Under President Barack Obama’s 2013 budget proposal, R&D investment would increase by 1.2% over 2012 funding levels. Nondefense R&D spending would increase by 5.1% over last year’s budget, according to the AAAS R&D Budget and Policy Program, while the proposed defense R&D budget would shrink by 1.9%. The House of Representatives’ 2013 budget resolution would reduce discretionary spending further, according to analyses by AAAS. The House proposal would cut nondefense R&D spending by 8% compared to the president’s budget request, or 5% below the funding levels approved for 2012.
The prospect of tighter federal funding comes as the focus of U.S. innovation is shifting away from large corporations to universities and smaller start-up companies, and technologies are converging in unexpected ways across disparate fields.

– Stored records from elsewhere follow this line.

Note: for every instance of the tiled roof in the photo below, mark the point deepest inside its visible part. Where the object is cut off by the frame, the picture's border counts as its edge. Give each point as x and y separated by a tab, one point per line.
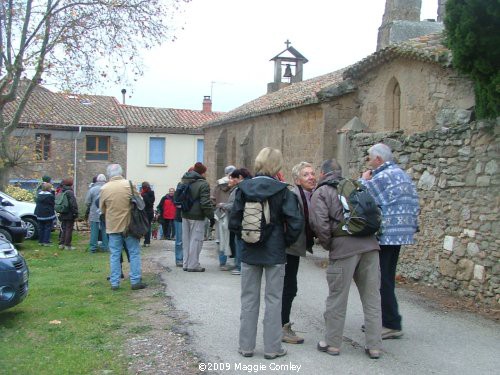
161	119
69	110
295	95
59	109
428	48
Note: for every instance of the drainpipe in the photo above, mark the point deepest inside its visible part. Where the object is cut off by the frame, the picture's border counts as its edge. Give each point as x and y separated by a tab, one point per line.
74	164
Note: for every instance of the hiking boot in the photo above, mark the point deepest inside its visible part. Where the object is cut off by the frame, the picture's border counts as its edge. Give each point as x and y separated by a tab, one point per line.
245	353
197	269
281	353
388	333
373	353
137	286
289	335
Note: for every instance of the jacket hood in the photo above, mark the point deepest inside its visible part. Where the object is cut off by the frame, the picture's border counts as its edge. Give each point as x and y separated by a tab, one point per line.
327	177
192	176
260	188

These trends point to an increasingly important role for federal R&D spending, the panelists said, since federal programs already support significant cross-disciplinary work at public laboratories and universities.
While they agreed that it is difficult to come up with clear-cut quantitative measures of the impact of federal R&D, data compiled by the U.S. Bureau of Labor Statistics offer some perspective. The data show that the output per unit of labor in the U.S. economy from 1948 to 2007 grew at an annual rate of 2.5%, with 58% of the growth attributed to the increase in knowledge that comes from R&D investment.
The investment in knowledge represented by the federally funded Human Genome Project had a $796.3 billion economic impact from 1998 to 2010, according to a 2011 study by Battelle Memorial Institute. Simon Tripp, senior director of Battelle’s Technology Partnership Practice, said that CEOs of major bioscience companies interviewed for the study agreed that without the federal project, “we would be nowhere near where we are today.”
This decade’s equivalent of the genome project may be the renewed federal investment in energy innovation. Catherine T. “Katie” Hunt, the R&D director for innovation sourcing and sustainable technologies at The Dow Chemical Company, described several Dow projects that have benefited from federal funding, including solar shingles, lithium-ion batteries for electric and hybrid cars, and lightweight carbon fiber blades for next-generation wind turbines.
History suggests that great countries, like great companies, invest during an economic downturn, Vaitheeswaran said. The United States can reap future economic benefits, he suggested, by building on historical strengths in science and technology education and “reinvesting in our base of R&D that fuels the innovation fire.”